For the study, Dr. Jonathan Sebat of the Cold Spring Harbor Laboratory in New York and colleagues across the United States, in Finland and in Britain looked at the DNA of people in 264 families.

"We performed whole-genome scans on all parents, patients and unaffected children," the researchers wrote. New technology to sequence genes rapidly, as well as several published sequences of the human genome, have helped scientists do this in recent years.

NOT A FAMILY AFFAIR

Usually, tests of DNA of people with diseases show that everyone in a family who has the disorder carries the same mutation or pattern of mutations.

But that's not the case here. The researchers found numerous spontaneous mutations in 14 of 195 people with autism spectrum disorders compared to two of 196 unaffected people.

And of the 14 autism patients with mutations, only two had relatives with autism.

"Our results show conclusively that these tiny glitches are frequent in autism, occurring in at least 10 percent of cases, and primarily in the sporadic form of the disease, which accounts for 90 percent of affected individuals," Sebat said in a statement.

Dr. Jeffrey Lieberman, chairman of the department of psychiatry at Columbia University Medical Center in New York, said such work does not answer one overwhelming question about autism — what causes these genetic changes in the first place.

Some advocacy groups believe an environmental factor, such as mercury, must be damaging the genes to cause autism.

"For example, if you expose cells to radiation, you can produce similar types of effects," Lieberman, who was not involved in the study, said in a telephone interview.

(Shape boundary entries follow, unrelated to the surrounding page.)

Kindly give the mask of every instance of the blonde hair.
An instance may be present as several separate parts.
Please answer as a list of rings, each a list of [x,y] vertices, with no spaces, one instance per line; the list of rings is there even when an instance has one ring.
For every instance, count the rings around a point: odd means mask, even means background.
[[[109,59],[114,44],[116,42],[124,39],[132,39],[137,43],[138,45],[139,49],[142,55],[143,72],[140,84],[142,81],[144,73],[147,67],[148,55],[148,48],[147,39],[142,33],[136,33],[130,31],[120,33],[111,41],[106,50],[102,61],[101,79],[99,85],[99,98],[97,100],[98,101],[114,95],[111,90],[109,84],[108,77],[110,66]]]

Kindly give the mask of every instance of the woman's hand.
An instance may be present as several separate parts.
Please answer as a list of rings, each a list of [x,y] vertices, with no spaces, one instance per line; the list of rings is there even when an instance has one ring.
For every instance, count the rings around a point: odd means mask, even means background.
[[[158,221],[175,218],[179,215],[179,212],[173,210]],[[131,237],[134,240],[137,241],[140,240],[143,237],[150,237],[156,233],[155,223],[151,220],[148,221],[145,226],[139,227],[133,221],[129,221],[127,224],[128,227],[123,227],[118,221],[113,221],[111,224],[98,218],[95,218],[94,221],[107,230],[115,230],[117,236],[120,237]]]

"But these types of copy number variations do not (necessarily) implicate an environmental agent."

Autism is marked by a variety of difficulties in social interaction and behavior, and range from the awkwardness of Asperger syndrome to severely debilitating repetitive behaviors and an inability to speak.

The recent studies suggest that these important abilities are scattered throughout the human genome, and that small changes anywhere can have broad effects, Lieberman said.

"This is just one piece of information that is going to add to the evolving story but more is needed," he said.